Building Design and Construction

Internal Record Keeping

Part of good office management is document control and record keeping. Much information is received, disseminated, and collated in an architect’s office. Included are project directories, contractual correspondence, client correspondence, consultant correspondence, minutes of meetings, insurance certifications, in-progress drawings, drawing release for owner review, and building permit and construction issues.
Also dealt with are facsimiles, e-mail, computer tapes, calculations, shop drawings, specifications, material samples, renderings, photography, slides, field reports, specifications addenda, contract modifications, invoices, financial statements, audit records, and time records. In addition, there are contractor payment requests, change orders, personnel records, client references and more. Certain clients may have particular formats or record-keeping controls they impose on a project in addition to the architect’s standard procedures.
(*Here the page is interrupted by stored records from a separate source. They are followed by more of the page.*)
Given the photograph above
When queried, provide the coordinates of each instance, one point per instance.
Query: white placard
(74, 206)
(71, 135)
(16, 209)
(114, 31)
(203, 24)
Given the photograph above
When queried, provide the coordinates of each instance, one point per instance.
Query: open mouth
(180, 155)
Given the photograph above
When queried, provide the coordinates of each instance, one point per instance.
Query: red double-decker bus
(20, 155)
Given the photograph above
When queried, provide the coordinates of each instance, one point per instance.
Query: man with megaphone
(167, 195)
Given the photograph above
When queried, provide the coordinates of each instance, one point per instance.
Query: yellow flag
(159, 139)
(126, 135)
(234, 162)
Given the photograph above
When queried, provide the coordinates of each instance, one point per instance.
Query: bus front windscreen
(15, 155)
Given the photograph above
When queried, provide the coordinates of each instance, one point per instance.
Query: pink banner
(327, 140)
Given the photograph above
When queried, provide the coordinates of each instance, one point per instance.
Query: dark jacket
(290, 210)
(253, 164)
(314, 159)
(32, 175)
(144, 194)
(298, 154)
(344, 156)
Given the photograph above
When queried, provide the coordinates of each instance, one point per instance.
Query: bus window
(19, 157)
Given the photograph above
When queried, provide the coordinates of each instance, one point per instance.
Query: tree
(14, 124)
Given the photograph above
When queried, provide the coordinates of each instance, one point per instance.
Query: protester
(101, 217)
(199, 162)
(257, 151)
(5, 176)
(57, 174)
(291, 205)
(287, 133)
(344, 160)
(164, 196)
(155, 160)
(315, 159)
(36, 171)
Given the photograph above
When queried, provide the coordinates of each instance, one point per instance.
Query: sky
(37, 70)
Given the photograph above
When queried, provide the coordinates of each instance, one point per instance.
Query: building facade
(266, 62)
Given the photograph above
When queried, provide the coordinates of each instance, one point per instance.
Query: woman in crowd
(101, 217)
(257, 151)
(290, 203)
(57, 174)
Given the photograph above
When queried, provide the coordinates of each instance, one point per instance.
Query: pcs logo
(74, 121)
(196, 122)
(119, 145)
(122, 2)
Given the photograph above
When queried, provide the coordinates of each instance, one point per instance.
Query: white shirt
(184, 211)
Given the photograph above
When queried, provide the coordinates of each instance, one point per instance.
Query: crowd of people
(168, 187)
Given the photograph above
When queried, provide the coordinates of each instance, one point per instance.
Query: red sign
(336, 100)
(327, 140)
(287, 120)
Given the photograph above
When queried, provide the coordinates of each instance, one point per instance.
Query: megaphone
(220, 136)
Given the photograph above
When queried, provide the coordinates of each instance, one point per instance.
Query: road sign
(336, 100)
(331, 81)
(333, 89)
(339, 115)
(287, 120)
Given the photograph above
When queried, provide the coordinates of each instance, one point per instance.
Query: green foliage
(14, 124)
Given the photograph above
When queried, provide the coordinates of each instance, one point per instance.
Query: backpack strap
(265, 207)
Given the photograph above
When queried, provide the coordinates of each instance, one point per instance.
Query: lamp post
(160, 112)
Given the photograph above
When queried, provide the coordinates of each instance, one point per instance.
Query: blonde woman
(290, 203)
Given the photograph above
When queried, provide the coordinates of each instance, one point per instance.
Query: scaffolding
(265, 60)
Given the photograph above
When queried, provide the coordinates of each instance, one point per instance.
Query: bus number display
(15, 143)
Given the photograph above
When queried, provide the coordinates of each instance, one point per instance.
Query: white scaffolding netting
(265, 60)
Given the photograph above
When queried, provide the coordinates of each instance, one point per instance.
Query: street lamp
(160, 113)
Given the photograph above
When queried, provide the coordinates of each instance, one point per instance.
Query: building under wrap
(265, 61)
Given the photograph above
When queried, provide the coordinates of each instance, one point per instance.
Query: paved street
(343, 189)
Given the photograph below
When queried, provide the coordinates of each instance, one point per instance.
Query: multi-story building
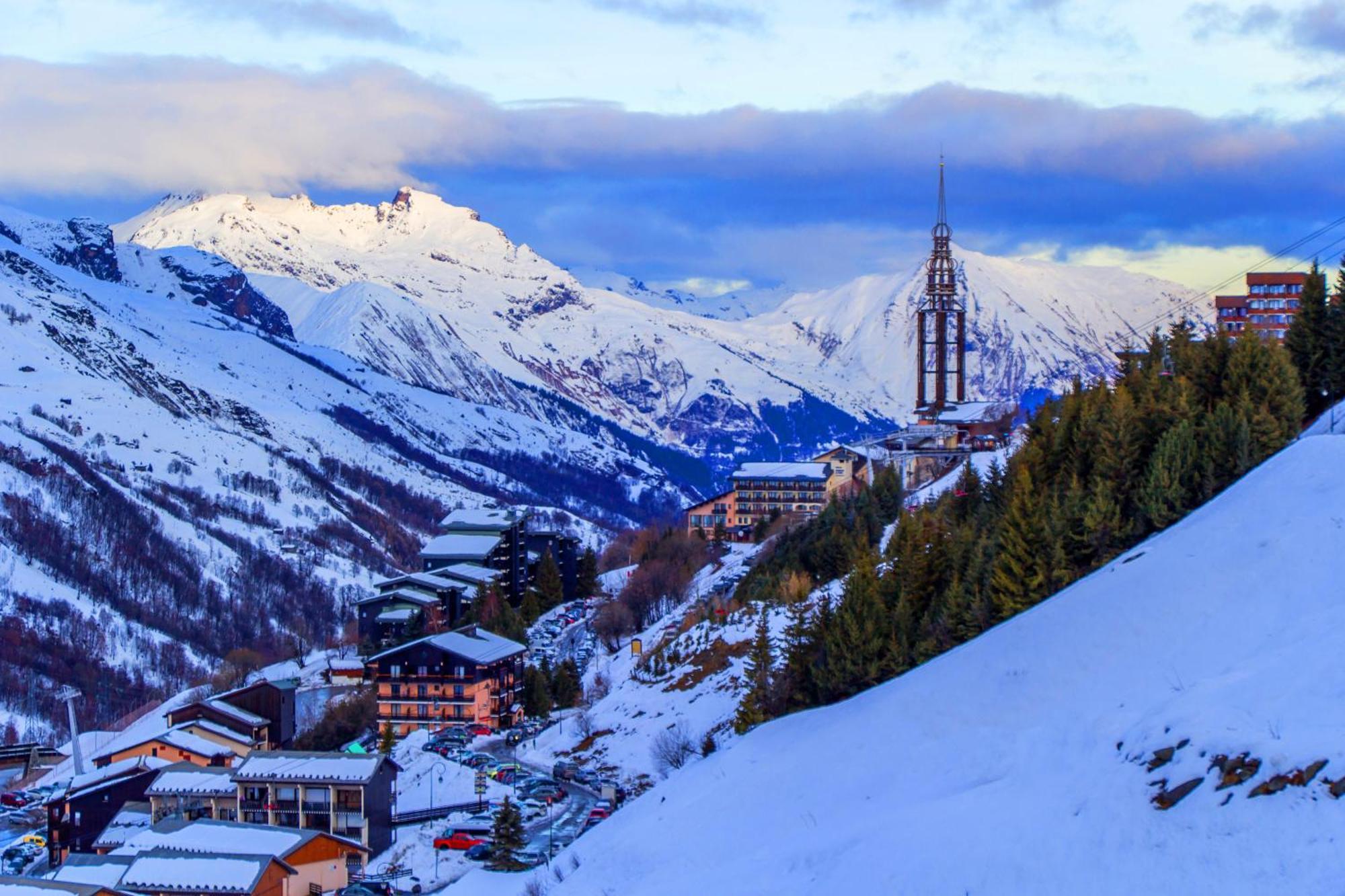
(463, 676)
(1268, 309)
(766, 490)
(190, 791)
(350, 795)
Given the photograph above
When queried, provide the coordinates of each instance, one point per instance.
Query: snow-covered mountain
(427, 292)
(180, 478)
(1169, 724)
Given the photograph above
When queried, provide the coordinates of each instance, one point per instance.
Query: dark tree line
(1102, 467)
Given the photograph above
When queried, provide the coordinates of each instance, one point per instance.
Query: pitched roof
(189, 778)
(210, 836)
(178, 870)
(787, 470)
(297, 764)
(114, 771)
(473, 643)
(130, 821)
(418, 598)
(465, 545)
(470, 573)
(482, 520)
(182, 739)
(428, 580)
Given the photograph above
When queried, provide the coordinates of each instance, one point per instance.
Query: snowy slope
(1017, 762)
(157, 392)
(427, 292)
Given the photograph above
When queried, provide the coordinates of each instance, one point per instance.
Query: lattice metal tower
(942, 322)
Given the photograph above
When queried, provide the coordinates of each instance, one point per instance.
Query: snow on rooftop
(461, 545)
(481, 518)
(215, 873)
(307, 766)
(786, 470)
(201, 780)
(471, 643)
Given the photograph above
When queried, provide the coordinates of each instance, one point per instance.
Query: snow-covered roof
(209, 836)
(132, 819)
(198, 780)
(481, 520)
(470, 573)
(428, 580)
(786, 470)
(120, 768)
(976, 412)
(461, 545)
(180, 737)
(418, 598)
(473, 643)
(91, 869)
(294, 764)
(176, 870)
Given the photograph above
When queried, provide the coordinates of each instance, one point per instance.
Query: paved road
(567, 818)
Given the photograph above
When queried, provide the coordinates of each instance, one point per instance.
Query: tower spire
(942, 322)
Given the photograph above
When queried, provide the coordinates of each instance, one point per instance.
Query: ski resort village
(654, 495)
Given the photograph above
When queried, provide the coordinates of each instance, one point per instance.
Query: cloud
(740, 193)
(1321, 26)
(310, 17)
(688, 13)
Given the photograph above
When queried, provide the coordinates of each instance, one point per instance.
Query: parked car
(458, 840)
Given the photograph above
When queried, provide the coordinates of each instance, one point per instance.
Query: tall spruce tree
(758, 701)
(1308, 342)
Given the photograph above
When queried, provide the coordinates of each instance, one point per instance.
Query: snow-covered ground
(1027, 760)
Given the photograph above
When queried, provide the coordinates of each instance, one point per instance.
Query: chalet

A multitude of data is transferred among many parties during the progress of the architect’s services. The data should be maintained in an organized manner for future reference and archival purposes. The architect should establish an office procedure for document control, record keeping, and document storage beyond the life of the project to ensure easy retrieval. There are many computerized systems that can aid the architect in catalog filing and information retrieval. Record keeping can typically be subdivided into the following categories: contractual, financial, personnel, marketing and publicity, legal, correspondence, project documentation, drawings, shop drawings, warehousing, and archival records. These should not only be supervised but also controlled, inasmuch as some files require limited access for reasons of confidentiality and legalities.